Mi cuerpo está débil. Mi mente está agotada.
Sólo quiero ver a mi mamá.
Las lágrimas corren frenéticamente de mis ojos y mi corazón está ahogándose en mi pecho.
-Mamáaaaaa... ¡Mamá! -. Ahora sí que estoy gritando.
Tardé en reconocer que estaba en una clínica. Las sobrias láminas blancas del techo, camillas vacías a un lado, las dos enfermeras que corrieron a tranquilizarme.
Probablemente no esperaban que despertara tan pronto.
No tardaron en sacarme de ahí y llevarme a la habitación donde pasé una noche.
Luego caí en cuenta de que no fue un sueño, yo viví esa pesadilla. Y de mi brazo sacaron la prueba de que todo ocurrió, dejándome dos cicatrices en el brazo y una más profunda en el alma. Se llevaron con la bala mis esperanzas y la metieron en un frasquito de cristal.
-Tuviste mucha suerte -. Dijeron. -Pudo haberte roto el hueso.
Luego de que me impactó la bala en el brazo, logré alcanzar a un motorizado de un reportero y le supliqué que me sacara de allí o los guardias me agarrarían. Me llevó lejos, fuera del alcance de las garras de esos desalmados.
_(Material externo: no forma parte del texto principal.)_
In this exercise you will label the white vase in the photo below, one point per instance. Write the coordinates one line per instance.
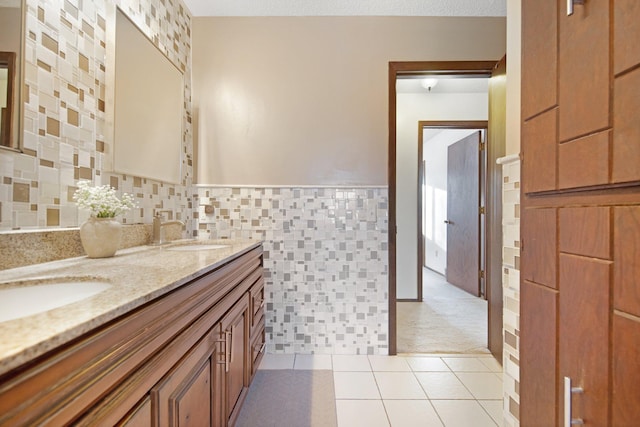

Y hubo otras personas que se ofrecieron a ayudarme hasta los servicios médicos.
No sentía mi brazo, pero agradecía cada segundo a las personas que me asistieron.
No sé si me arrepiento de haber arriesgado tanto por nada. No fue por politiquería.
Nada me movía más que el sentimiento de culpa y la impotencia.
El odio y el resentimiento.
Cada caído en esos interminables meses de protestas.
Sé que me arrepiento por cada lágrima que escondió mi madre, para verse fuerte y darme fortaleza a mí.
Para demostrarme que nada de eso podría con nosotras.
Por ella lamento haber estado tan cerca del peligro.